L’automne dernier, alors que je travaillais à temps plein depuis environ un an et demi, vivant avec une fatigue modérée, mon angoisse a commencé à atteindre des sommets vertigineux dans une période plus occupée à mon travail. Alors que ce « rush » momentané était normal pour mes collègues, mon cerveau trop friand à se mettre de la pression pour tous les maux du monde a commencé à jouer aux montagnes russes. Essayer de maintenir le même niveau de performance et d’énergie que les autres m’a laissée littéralement épuisée. Chaque semaine, je me disais qu’un peu de sommeil me remettrait sur pied. Et chaque fois, ma montagne intérieure prenait de l’ampleur malgré le soutien que j’avais autour de moi et l’environnement de travail positif dans lequel je vivais. Malgré mon déni, j’ai pris conscience que mes limites n’étaient pas les mêmes que les autres, même dans un milieu de travail aussi merveilleux qu’une librairie. Travailler 40 heures par semaine, c’était trop pour moi.
C’est donc après avoir cru que je ne viendrais jamais à bout de ce fantôme de burn-out que j’ai dit : je n’en peux plus. J’ai donc réduit mes heures et, malgré le fait que mon salaire a fondu du même coup, je ne me suis jamais sentie aussi choyée et riche. Je crois également que cela fait de moi une meilleure employée, moins épuisée, et une personne plus agréable à côtoyer. J’ai eu la chance d’être dans un lieu de travail qui a compris ma situation, mais combien de personnes ont vécu une situation similaire à la mienne sans pouvoir manifester leur état, car craintives des réactions ?

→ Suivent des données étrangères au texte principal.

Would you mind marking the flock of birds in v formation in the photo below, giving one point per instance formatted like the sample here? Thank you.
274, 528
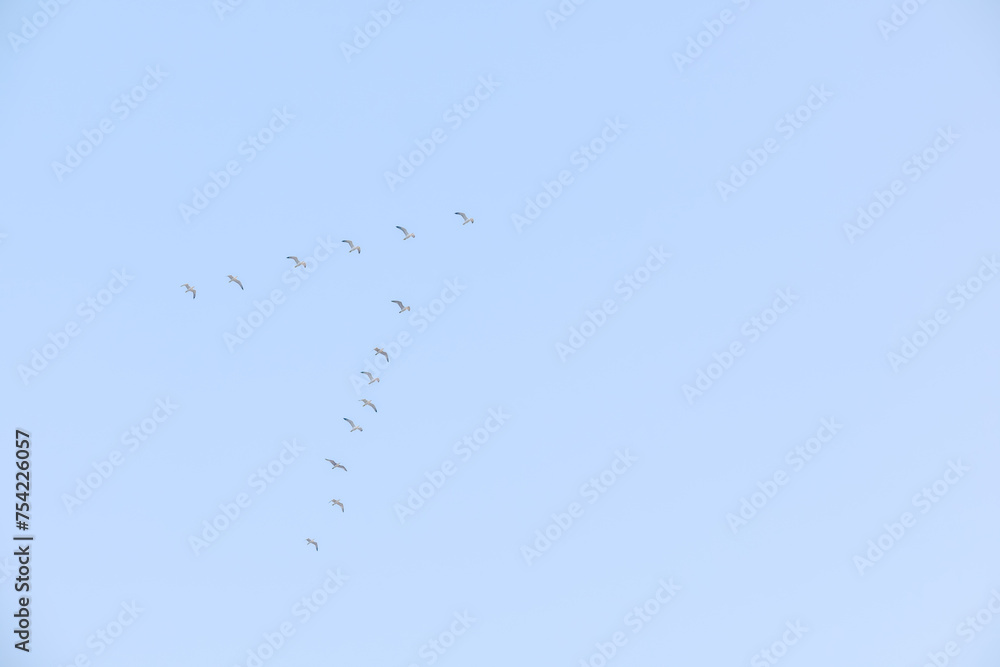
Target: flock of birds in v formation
371, 379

Tout autour de vous, sans que vous le remarquiez, des tas de gens font de l’anxiété, sont aux prises avec une dépression ou sont sur le bord de l’épuisement professionnel et il faudrait en parler. Il faudrait dire à quel point c’est important de prendre soin des maux de l’âme. Il faudrait également que l’on parle plus souvent du fait que les problèmes de santé mentale ne se règlent pas en criant « pilule ». Ils sont souvent des petits démons que les gens devront apprendre à côtoyer toute leur vie, du mieux qu’ils le peuvent, pas plus faciles à faire disparaître que tout autre maladie physique. C’est pourquoi j’aimerais vous encourager à être à l’écoute des gens qui vivent avec un problème de santé mentale autour de vous et à ne surtout jamais les juger, même si vous ne comprenez pas toujours ce qu’ils vivent. Aussi, si votre corps et votre tête vous donnent des signaux d’alarme, écoutez-les. Respectez-les.